The three banks will pay back the purchase price of the products to customers first and later consider added losses they may have suffered, the Financial Conduct Authority said in a statement today. Barclays Plc (BARC) hasn’t signed up to the agreement to split compensation payments.
The regulator ordered the four largest U.K. banks earlier this year to compensate clients after it found “serious failings” in reviews of product sales. The banks have paid back 15.3 million pounds ($24.6 million) as of the end of last month, the FCA said.
“Progress to this point has been slower than expected, but the latest figures show a significant pick-up from earlier publications,” the regulator said in the statement.
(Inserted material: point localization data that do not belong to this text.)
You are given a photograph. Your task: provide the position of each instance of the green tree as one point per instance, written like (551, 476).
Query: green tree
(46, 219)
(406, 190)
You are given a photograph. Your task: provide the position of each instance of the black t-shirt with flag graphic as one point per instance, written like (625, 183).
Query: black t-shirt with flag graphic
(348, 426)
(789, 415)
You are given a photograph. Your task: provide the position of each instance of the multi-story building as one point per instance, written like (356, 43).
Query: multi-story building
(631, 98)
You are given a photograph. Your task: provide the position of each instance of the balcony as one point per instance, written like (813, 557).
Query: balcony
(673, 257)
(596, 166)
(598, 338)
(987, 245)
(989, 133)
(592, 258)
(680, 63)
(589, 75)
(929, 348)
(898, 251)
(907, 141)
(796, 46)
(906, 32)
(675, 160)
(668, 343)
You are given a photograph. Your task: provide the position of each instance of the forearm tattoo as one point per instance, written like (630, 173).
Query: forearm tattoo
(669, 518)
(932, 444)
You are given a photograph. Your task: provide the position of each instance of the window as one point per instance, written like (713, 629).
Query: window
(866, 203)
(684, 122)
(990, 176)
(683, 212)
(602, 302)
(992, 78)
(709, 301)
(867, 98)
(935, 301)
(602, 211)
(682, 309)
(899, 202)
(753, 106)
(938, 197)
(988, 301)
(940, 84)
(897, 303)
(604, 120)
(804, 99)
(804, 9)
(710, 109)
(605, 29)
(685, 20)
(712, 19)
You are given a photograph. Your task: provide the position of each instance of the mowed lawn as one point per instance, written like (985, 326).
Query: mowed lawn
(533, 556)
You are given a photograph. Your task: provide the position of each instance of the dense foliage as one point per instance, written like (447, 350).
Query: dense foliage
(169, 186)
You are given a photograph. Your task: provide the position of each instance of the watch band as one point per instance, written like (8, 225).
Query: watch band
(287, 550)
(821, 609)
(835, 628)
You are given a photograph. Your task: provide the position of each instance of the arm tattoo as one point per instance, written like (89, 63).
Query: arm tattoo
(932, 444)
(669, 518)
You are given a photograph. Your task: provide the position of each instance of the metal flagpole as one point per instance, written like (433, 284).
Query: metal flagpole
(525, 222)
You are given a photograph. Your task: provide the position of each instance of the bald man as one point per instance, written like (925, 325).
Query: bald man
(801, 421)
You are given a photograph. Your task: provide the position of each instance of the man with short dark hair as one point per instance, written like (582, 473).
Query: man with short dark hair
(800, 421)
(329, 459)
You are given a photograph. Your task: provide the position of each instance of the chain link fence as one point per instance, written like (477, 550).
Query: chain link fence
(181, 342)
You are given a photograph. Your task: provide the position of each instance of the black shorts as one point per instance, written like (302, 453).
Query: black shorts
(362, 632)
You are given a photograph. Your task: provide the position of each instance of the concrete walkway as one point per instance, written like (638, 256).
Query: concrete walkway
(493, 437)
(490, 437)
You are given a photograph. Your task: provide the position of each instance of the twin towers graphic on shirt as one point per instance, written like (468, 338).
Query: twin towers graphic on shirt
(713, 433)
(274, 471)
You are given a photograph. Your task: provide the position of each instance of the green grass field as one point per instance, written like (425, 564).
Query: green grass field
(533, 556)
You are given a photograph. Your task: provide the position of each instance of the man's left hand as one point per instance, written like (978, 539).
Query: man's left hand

The deal with HSBC, RBS and Lloyds will “simplify and speed up the process.”
British banks may end up paying billions of pounds for improper sales of swaps, according to analysts. It’s one of at least three scandals over improperly sold products facing U.K. lenders, who have also had to pay out billions over payment-protection and identity-theft insurance products.
“It is in Barclays’s interests as well as our customers to complete the review as soon as possible,” Barclays said in an e-mailed statement. “Where we have made mistakes, we will put them right.”
Lloyds is planning to double the number of redress claims it has resolved in November, the bank said in an e-mailed statement, while RBS said it is “prioritizing those businesses that are most in distress first.”
“Our recent decision to introduce ‘split payments’ is speeding up the process,” HSBC said in an e-mailed statement. It “means customers get redress that is due to them at the earliest opportunity, potentially months earlier than under the process for a single payment.”